Hablar con ese hombre le inspiraba. No estaba enamorada, pero cuando se sinceraba con él, se elevaba, se desplegaba, le salían alas. Cuando estaba enamorada no sabía qué decir, cómo estar, se arrugaba y parecía un gran saco vacío incapaz de mantenerse derecho.

Joséphine marcó el número de Shirley en Londres para contarle su conversación con Garibaldi. Intentó explicarle el vuelo de sus dos almas unidas.

—También, a veces, puede pasar por el corazón… —añadió.

—Y otras por el cuerpo —dijo Shirley—. ¡Una buena copulación y también despega uno!

—Y cuando todo se une, cuando el alma, el corazón y el cuerpo se abrazan y alzan el vuelo, entonces es un gran amor… Pero eso no pasa muy a menudo.

—¿Y eso te pasó con Philippe? —dijo Shirley.

—¡Ay, sí!

—Tienes suerte. Yo tengo la impresión de que sólo me relaciono con el cuerpo de los hombres… Que sólo eso me habla. No debo de tener ni corazón ni alma.

—Porque desconfías de la entrega. Hay algo en ti que se resiste. No te rindes por completo. Piensas que ofreciendo tu cuerpo, serás libre, no estarás amenazada y no te falta razón, en cierto sentido. Pero te olvidas del alma…

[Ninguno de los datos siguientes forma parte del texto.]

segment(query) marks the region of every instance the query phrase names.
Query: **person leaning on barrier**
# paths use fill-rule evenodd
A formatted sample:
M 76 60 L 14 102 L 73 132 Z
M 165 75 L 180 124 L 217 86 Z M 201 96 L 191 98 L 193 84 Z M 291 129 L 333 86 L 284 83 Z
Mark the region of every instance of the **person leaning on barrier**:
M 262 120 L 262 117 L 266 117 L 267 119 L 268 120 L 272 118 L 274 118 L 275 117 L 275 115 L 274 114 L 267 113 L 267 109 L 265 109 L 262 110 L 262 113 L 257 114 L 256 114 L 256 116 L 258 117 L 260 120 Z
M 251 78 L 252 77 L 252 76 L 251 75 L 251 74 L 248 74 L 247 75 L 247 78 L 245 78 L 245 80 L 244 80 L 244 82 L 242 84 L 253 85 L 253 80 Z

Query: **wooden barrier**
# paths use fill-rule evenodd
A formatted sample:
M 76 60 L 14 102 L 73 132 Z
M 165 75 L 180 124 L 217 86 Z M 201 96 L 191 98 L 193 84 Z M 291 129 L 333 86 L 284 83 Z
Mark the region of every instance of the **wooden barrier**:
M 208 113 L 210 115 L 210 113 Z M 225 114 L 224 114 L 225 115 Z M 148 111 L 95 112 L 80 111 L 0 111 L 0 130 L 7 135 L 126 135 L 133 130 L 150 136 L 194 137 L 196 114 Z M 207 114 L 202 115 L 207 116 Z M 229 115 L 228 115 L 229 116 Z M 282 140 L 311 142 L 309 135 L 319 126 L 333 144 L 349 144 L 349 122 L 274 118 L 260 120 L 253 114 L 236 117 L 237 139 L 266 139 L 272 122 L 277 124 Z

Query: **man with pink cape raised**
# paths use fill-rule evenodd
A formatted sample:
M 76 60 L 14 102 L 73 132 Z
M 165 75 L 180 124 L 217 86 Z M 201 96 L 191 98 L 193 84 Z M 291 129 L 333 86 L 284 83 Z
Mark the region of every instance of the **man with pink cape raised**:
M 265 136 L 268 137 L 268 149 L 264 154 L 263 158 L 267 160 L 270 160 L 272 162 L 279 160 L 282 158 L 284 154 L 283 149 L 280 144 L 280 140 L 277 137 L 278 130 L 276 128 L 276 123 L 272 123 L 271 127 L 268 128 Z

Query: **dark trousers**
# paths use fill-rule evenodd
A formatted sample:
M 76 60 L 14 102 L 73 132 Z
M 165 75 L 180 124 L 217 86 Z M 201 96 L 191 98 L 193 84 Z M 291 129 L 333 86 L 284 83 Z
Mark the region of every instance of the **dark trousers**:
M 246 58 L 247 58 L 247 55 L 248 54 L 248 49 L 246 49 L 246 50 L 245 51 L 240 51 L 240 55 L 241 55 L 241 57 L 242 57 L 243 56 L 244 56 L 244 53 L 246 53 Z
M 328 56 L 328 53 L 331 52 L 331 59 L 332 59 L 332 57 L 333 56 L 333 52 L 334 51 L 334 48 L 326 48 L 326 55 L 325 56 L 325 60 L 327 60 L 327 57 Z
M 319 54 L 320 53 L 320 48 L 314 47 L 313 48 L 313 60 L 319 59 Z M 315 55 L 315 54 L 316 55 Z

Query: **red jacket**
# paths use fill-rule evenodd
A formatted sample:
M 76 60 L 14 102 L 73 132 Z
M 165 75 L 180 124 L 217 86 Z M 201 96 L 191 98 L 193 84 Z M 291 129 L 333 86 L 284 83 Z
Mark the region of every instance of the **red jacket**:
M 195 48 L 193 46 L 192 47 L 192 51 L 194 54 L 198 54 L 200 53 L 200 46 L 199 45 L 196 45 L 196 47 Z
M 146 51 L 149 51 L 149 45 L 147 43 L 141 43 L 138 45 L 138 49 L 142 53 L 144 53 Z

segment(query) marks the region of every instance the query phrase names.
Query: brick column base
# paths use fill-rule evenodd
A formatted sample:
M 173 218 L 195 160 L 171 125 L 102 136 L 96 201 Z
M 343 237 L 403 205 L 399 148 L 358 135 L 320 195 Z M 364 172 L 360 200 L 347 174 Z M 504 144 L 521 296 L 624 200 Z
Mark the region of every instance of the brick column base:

—¡Pamplinas! —gruñó Shirley—, deja de psicoanalizarme…

—Tienes una idea equivocada del hombre y del amor. En cambio yo todavía espero al Príncipe Azul en su caballo blanco.

—¡Pues yo me quedo con el caballo y te dejo al Príncipe Azul!

—¿No crees en el Príncipe Azul?

—¡Creo en el Príncipe Azote!

Shirley se echó a reír.

—Un Príncipe Azul no significa que sea perfecto en todo —insistió Joséphine—. No es un cursi, es la armonía perfecta.

—¡Bullshit, chica! De los hombres yo sólo me quedo con el cuerpo. Para el resto, el corazón y el alma, tengo a mi hijo, a mis amigas, las cantatas de Bach, los libros, los árboles del parque, una puesta de sol, un buen té, el fuego en la chimenea…

—¡Y en eso es en lo que nos diferenciamos!

—¡Tanto mejor! ¡Lo prefiero a estar embarullada en un sentimiento empalagoso!

—Hablas como Hortense…

—Hortense y yo vivimos en la realidad. ¡Tú vives en tus sueños! En tus sueños, el Príncipe Azul te lleva volando en sus brazos; en la vida cotidiana, está casado, jura que ya no se acerca a su mujer y que duerme en el salón, y te da plantón continuamente.